The main prop, of course, is Joey the horse, who is the creation of London’s Handspring Puppet Company, and perhaps the finest theatrical creature you’ll ever see. It’s not just that Joey is amazingly realistic, it’s that he’s amazingly realistic in a certain way—a way informed by the delicate intersection of art and imagination.
One can imagine all sorts of ways to create a realistic-looking animatronic horse, but Handspring makes no attempt whatsoever to hide the fact that Joey is a puppet. The three people that operate him—two inside and one to operate his head—are clearly visible at all times. You can even see the puppeteers inside him, because Joey is shaped by a steel exoskeleton with transparent fabric. The magic of puppetry, however, is that it excites the imagination in a way movies don’t—by suggesting a form or character and letting your brain do the rest. It doesn’t take long for Joey’s operators to drop away from one’s field of vision and for one’s imagination to start filling in the blanks, anthropomorphizing Joey until he is that special horse everyone wants to know. Much of the magic that makes Joey feel so real is extremely subtle, however. If you go to see War Horse, pay particular attention to Joey’s ears; they twitch and perk and move all the time, and are in many ways the key to what makes Joey such a special theatrical achievement.

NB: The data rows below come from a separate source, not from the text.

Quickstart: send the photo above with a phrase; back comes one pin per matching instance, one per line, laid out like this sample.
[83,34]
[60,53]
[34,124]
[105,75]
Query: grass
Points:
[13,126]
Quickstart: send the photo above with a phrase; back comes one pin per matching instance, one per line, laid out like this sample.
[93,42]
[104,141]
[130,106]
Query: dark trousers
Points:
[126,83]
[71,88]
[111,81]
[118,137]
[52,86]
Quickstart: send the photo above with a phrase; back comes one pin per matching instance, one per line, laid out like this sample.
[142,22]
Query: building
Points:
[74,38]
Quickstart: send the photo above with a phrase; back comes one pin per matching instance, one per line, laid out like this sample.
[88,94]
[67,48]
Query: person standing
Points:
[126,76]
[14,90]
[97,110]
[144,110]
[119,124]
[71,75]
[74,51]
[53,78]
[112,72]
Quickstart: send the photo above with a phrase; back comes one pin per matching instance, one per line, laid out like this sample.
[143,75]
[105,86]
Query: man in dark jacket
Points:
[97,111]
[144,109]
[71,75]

The rest isn’t too bad, either—with many dramatic, slow-mo battle scenes punctuated by blasts of light and seat-rumbling explosions. But it’s Joey everyone comes to see. Everyone already knows the story, so the only surprise is how they’re going to tell it. There’s a reason War Horse won five Tony awards, including Best Play. And now, Twin Citians who are lucky enough to have tickets are finally finding out why.
War Horse continues at The Orpheum through June 23.